The mansion was built in 1720 by John II Periam, the Member of Parliament for Minehead, and named "Hill House". It was afterwards lived in by the Lethbridge family from 1767 to 1913.

During World War I it was used as a prisoner of war camp for German and Austrian Officers. In 1919 it was converted by Somerset County Council into a home for handicapped children.

It was requisitioned by the military in August 1940 and became the 41st General Military Hospital, providing accommodation in tents and huts. From 1941 the hospital was leased to the Americans as a neurological hospital for over 1,000 patients in 32 new wards which were completed in 1943. In 1943, the US Army 127th General Hospital moved in caring for patients and preparing to follow the invasion forces. In May 1944, the 127th was replaced by the 185th General Hospital that continued to staff the hospital until July 1945. See 185th General Hospital. The hospital remained in military use until 1945. The psychiatric hospital reopened under the National Health Service in 1948 and further buildings were constructed.

The hospital was sold in 1991 and housing built on part of the area.
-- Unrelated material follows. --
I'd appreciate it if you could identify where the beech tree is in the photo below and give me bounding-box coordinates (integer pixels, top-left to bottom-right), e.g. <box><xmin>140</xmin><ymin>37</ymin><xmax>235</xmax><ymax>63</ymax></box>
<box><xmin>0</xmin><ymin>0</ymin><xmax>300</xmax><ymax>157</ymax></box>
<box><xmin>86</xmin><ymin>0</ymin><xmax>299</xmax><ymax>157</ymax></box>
It is included in the Heritage at Risk Register produced by English Heritage.

The derelict building was badly damaged by fire on 22 November 2011, which was caused by arson. The east wing gutted along with more modern additions to the rear. The main house suffered extensive damage, the roof and top floor being lost and significant secondary damage caused by fire water. The west wing and orangery appear to have been untouched by the fire.

In 2013 Sandhill Park was purchased by local developer Strongvox Homes. After years of decay and the serious fire in 2011 the only viable way to save the mansion house was for a sympathetic development of new houses in the grounds. Strongvox Homes worked closely with the planning department and English Heritage and in 2012 planning permission was approved for 28 detached houses and the conversion of the mansion house into 26 apartments. Sadly Strongvox were unable to complete the work and for some time the development was halted. Now the Akkeron Building group have completed the first phase, marketing and selling the converted stables into 10 units and they are now working on the main house.